Python3JavaC++GoTypeScriptRustC

class Solution:
    def countConsistentStrings(self, allowed: str, words: List[str]) -> int:
        s = set(allowed)
        return sum(all(c in s for c in w) for w in words)

class Solution {
    public int countConsistentStrings(String allowed, String[] words) {
        boolean[] s = new boolean[26];
        for (char c : allowed.toCharArray()) {
            s[c - 'a'] = true;
        }
        int ans = 0;
        for (String w : words) {
            if (check(w, s)) {
                ++ans;
            }
        }
        return ans;
    }

    private boolean check(String w, boolean[] s) {
        for (int i = 0; i < w.length(); ++i) {
            if (!s[w.charAt(i) - 'a']) {
                return false;
            }
        }
        return true;
    }
}

class Solution {
public:
    int countConsistentStrings(string allowed, vector<string>& words) {
        bitset<26> s;
        for (auto& c : allowed) s[c - 'a'] = 1;
        int ans = 0;
        auto check = [&](string& w) {
            for (auto& c : w)
                if (!s[c - 'a']) return false;
            return true;
        };
        for (auto& w : words) ans += check(w);
        return ans;
    }
};

func countConsistentStrings(allowed string, words []string) (ans int) {
    s := [26]bool{}
    for _, c := range allowed {
        s[c-'a'] = true
    }
    check := func(w string) bool {
        for _, c := range w {
            if !s[c-'a'] {
                return false
            }
        }
        return true
    }
    for _, w := range words {
        if check(w) {
            ans++
        }
    }
    return ans
}

function countConsistentStrings(allowed: string, words: string[]): number {
    const set = new Set([...allowed]);
    const n = words.length;
    let ans = n;
    for (const word of words) {
        for (const c of word) {
            if (!set.has(c)) {
                ans--;
                break;
            }
        }
    }
    return ans;
}

impl Solution {
    pub fn count_consistent_strings(allowed: String, words: Vec<String>) -> i32 {
        let n = words.len();
        let mut make = [false; 26];
        for c in allowed.as_bytes() {
            make[(c - b'a') as usize] = true;
        }
        let mut ans = n as i32;
        for word in words.iter() {
            for c in word.as_bytes().iter() {
                if !make[(c - b'a') as usize] {
                    ans -= 1;
                    break;
                }
            }
        }
        ans
    }
}

int countConsistentStrings(char* allowed, char** words, int wordsSize) {
    int n = strlen(allowed);
    int make[26] = {0};
    for (int i = 0; i < n; i++) {
        make[allowed[i] - 'a'] = 1;
    }
    int ans = wordsSize;
    for (int i = 0; i < wordsSize; i++) {
        char* word = words[i];
        for (int j = 0; j < strlen(word); j++) {
            if (!make[word[j] - 'a']) {
                ans--;
                break;
            }
        }
    }
    return ans;
}

Solution 2: Bit Manipulation

We can also use a single integer to represent the occurrence of characters in each string. In this integer, each bit in the binary representation indicates whether a character appears.

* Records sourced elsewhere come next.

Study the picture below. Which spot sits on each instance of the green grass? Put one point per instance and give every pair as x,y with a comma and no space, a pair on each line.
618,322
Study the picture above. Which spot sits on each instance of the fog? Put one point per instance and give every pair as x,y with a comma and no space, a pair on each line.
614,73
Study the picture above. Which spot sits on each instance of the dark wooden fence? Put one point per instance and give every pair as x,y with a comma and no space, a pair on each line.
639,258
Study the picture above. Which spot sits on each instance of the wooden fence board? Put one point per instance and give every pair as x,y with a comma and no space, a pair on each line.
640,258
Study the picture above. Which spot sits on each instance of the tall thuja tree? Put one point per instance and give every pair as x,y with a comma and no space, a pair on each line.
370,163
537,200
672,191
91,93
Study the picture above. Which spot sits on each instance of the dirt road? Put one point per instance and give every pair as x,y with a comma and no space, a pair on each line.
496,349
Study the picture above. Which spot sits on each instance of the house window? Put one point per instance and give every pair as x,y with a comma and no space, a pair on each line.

We simply define a function \(f(w)\) that can convert a string \(w\) into an integer. Each bit in the binary representation of the integer indicates whether a character appears. For example, the string ab can be converted into the integer \(3\), which is represented in binary as \(11\). The string abd can be converted into the integer \(11\), which is represented in binary as \(1011\).

Back to the problem, to determine whether a string \(w\) is composed of characters in allowed, we can check whether the result of the bitwise OR operation between \(f(allowed)\) and \(f(w)\) is equal to \(f(allowed)\). If so, increment the answer.

The time complexity is \(O(m)\), where \(m\) is the total length of all strings. The space complexity is \(O(1)\).